Quando accadono fenomeni di questa portata, larghissima portata, sarebbe bene che ognuno prendesse consapevolezza per la parte che lo riguarda. Sotto questo cielo, stiamo facendo a gara a chi si nasconde di più. Senza girarci troppo intorno, prendiamo gli imprenditori. È tale l’arretratezza culturale della categoria che nell’immaginario collettivo l’ultima cosa rimasta nelle orecchie dei cittadini è che “chi paga il pizzo è fuori da Confindustria”. Capite, semplice questioncella siciliana, roba da brontosauri, dimostrazione palmare che viale dell’Astronomia è lontana anni luce dalla modernità delle mutazioni sociali, come una vecchia e stanca balena spiaggiata tra la curiosità di qualche bagnante.

C’è una grande questione che rimane inespressa, sarebbe meglio dire sepolta, all’interno di Confindustria, o anche più semplicemente tra imprenditori che non sentano come ineludibile il vincolo di un’associazione. Ed è la questione morale. Forse è scandaloso, magari un filo irritante, doverla reintrodurre con tanti anni di ritardo sulla tabella di marcia imposta da Enrico Berlinguer, ormai più di trent’anni fa, ma è esattamente la cosa di cui si avverte la necessità. Come l’aria, come l’acqua.

Andrebbe definito, una volta per tutte, il ruolo culturale dell’impresa. Se poi ne ha uno. Andrebbe chiarito se chi fa impresa e, sperabilmente, profitto liberale, abbia l’obbligo d’essere esempio morale per gli altri, nella concezione del lavoro, delle regole, dei rapporti umani e professionali, nell’esigenza di fare corpo unico con la politica e le istituzioni alla ricerca di un possibile bene comune.

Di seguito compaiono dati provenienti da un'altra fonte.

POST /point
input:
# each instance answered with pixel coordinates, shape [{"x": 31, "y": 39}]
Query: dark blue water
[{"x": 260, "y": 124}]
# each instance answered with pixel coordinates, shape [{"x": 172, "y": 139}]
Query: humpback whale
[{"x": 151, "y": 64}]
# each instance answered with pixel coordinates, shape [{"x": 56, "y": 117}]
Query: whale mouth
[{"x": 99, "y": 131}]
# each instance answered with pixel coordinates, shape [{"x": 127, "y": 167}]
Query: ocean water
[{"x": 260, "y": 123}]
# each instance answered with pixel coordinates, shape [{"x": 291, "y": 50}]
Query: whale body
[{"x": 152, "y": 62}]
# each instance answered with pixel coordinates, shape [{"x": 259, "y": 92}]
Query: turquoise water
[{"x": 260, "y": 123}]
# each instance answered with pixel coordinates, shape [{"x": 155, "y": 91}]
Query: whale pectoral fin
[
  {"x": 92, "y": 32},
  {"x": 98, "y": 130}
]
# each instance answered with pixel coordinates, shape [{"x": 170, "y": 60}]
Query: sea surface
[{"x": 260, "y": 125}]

Tutto questo, oggi, negli imprenditori italiani manca. Almeno non è percepito e naturalmente va detto che, presi singolarmente, molti capi d’azienda si comportano in maniera onesta e cristallina. Ma ogni tanto sentiteli parlare, gli imprenditori. Ne avvertite, forse, il senso etico, riescono a farvi vibrare le corde dell’anima, hanno quel giusto distacco dalla politica vischiosa, sono in grado di intercettare i cambiamenti? No. Generalmente sono piatti, non sognano nel senso più realistico del termine, sovente trasferiscono all’esterno la lezioncina stolida del padroncino, magari puntano anche al salotto, senza interrogarsi se una vera signora li farebbe mai entrare.

E la politica, l’altra gamba di una società avanzata? Diamo per scontato che una parte della politica sia corrotta e corruttibile. Ma questo non è lo scandalo. Nasciamo carne debole, poi chi vuole e riesce, si fortifica. Qui invece parliamo di una condizione strutturale di debolezza, come se una classe idealmente scelta dal popolo (non è più neanche così e chiediamoci perché) non fosse nemmeno più in grado di dettare le “regole del gioco” democratico. Quando non si è più in grado di tracciare il solco istituzionale, perché da vent’anni il circuito è totalmente autoreferenziale, preso com’è da uno scontro sulle persone e non sulle idee, all’esterno cominciano a formarsi fenomeni di tutt’altra natura, nell’idea che quel vuoto di politica e imprenditoria potrà essere colmato da una tecnicalità. La tecnicalità criminale.

Naturalmente, l’avvento di organizzazioni come la n’drangheta, su scala nazionale, porta con sé la completa alterazione d’ogni mercato. Vanno a farsi benedire la libera concorrenza, l’idea del merito e, soprattutto, la coscienza civile che arretra passo dopo passo.
E così, oggi l’Italia sta per essere completamente ingoiata.